Asteroids may have delivered water and organic compounds to the early Earth.
The astronomers based their findings on an analysis of theoretical models and archival observations of extra solar Jupiter-sized planets, the journal Monthly Notices of the Royal Astronomical Society reported.
"Our study shows that only a tiny fraction of planetary systems observed to date seem to have giant planets in the right location to produce an asteroid belt of the appropriate size, offering the potential for life on a nearby rocky planet," said Martin, who led the study.
Martin and Livio suggest that the location of an asteroid belt relative to a Jupiter-like planet is not an accident.

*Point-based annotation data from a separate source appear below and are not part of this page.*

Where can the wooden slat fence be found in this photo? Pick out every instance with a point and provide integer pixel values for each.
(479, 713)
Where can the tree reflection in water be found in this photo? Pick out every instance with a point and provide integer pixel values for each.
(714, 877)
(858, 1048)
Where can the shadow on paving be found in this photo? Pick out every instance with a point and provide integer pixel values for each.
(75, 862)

The asteroid belt in our solar system, located between Mars and Jupiter, is a region of millions of space rocks that sits near the "snow line," which marks the border of a cold region where volatile material such as water ice are far enough from the sun to remain intact.

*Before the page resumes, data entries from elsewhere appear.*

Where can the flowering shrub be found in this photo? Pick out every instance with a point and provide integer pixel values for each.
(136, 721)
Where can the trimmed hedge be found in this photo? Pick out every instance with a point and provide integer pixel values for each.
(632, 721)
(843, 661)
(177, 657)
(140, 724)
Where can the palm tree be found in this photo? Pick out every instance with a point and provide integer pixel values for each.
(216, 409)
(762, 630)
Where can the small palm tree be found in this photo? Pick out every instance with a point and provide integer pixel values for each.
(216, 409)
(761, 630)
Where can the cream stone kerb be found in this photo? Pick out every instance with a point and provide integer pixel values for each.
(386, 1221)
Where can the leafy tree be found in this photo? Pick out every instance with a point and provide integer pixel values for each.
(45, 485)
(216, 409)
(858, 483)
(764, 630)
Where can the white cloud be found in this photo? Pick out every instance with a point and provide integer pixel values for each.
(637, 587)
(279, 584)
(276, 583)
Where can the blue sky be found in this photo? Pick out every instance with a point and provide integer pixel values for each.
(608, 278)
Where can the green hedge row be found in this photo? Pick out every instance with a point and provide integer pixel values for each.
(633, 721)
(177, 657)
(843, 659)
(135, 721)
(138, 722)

In fact, during the solar system's infancy, the asteroid belt probably had enough material to make another Earth, but Jupiter's presence and its small migration towards the sun caused some of the material to scatter, according to a Colorado statement.
Today, the asteroid belt contains less than one percent of its original mass. Using our solar system as a model, Martin and Livio proposed that asteroid belts in other solar systems would always be located approximately at the snow line.